El llanto cesa con el conjuro de un beso maternal. Los brazos de la madre se han convertido en la cuna del universo y la niña ha sido bautizada por la luna. “Le llamaremos Ramona”, dijo en un suspiro la joven madre –Angelita Montaño-, para hundirse después, sosegadamente, en las profundidades del valle del sueño, bañada por los rayos de la luna llena.
La niña creció prendida al pecho de su madre como si no la quisiera dejar ir, como si anticipase los sufrimientos que la vida le deparaba y buscase el consuelo desde ahora, en el seno materno que tendría que añorar por tantos y tantos años de su vida sin un solo recuerdo verdadero del ser que le dio vida.
Dormían en un petate, sobre el piso de tierra que Angelita regaba y barría con diligencia todos los días. Era una mujer extraordinariamente industriosa, que jamás desperdiciaba nada. Con su marido procreó otro hijo al que llamaron Manuel, un hermoso muchacho de ojos azules y un rostro angular de rasgos fuertes y definidos.
La vida transcurría apaciblemente en el trajín de la cocina, el ir y venir por agua, los pechos generosos de la madre, el silencio de las tardes de verano y el canto de las pitayeras, que la pequeña Ramoncita de inmediato aprendió a reconocer e interpretar de acuerdo con su percepción particular: “Pinol-puro…. Pinol-puro… Pinol-puro”. Le gustaba mucho el pinole.

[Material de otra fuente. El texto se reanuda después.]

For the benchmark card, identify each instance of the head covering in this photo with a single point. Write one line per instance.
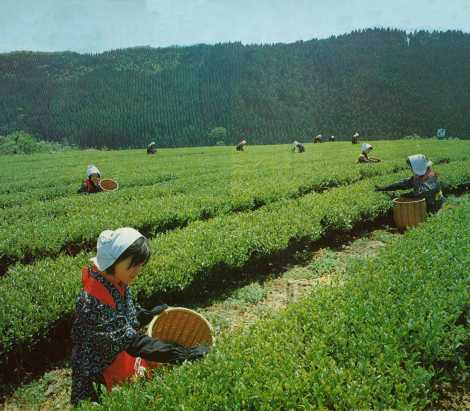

Faltaba solamente un mes para que Manuel, el hermano menor de Ramona, cumpliera un año de vida cuando la madre cayó gravemente enferma. Los rayos de la misma luna llena volvieron a besar su rostro el día de su muerte.
Los dos pequeños, de uno y tres años de edad, quedaron al cuidado de sus abuelos. El padre de los niños rehízo su vida, tomando una nueva esposa y procreando una numerosa familia: Ocho hermanas y dos hermanos.
La vida había dado un vuelco para los dos hermanos. Los abuelos, solícitos y bondadosos, les criaron y cuidaron como mejor pudieron, entre estrecheces económicas, pobreza como sólo se podía padecer en aquéllos tiempos en aquéllos pueblos y los achaques propios de su avanzada edad. Nada de esto les impidió criar a sus nietos como personas hechas y derechas.
El abuelo les hacía arrodillar por las mañanas –prohibía sentarse o adoptar una posición cómoda, el rosario había que rezarlo así, de rodillas-. Para Ramoncita era más sencillo. A Manuel le dolían las rodillas.
La abuela siempre se las ingeniaba para que hubiera comida en la mesa, aunque el dinero escaseara. Cocinaba quelites, mostazas, chuales, verdolagas. Hacía péchitas con chile colorado y atole de péchita –el noble fruto del mezquite similar a un ejote que durante la primavera rebosa en el monte, evocando una ofrenda de los dioses del desierto, la savia que brota de la tierra como un milagro, modesta y dulce, con apenas unas pocas y escasas lluvias bajo un sol abrasador.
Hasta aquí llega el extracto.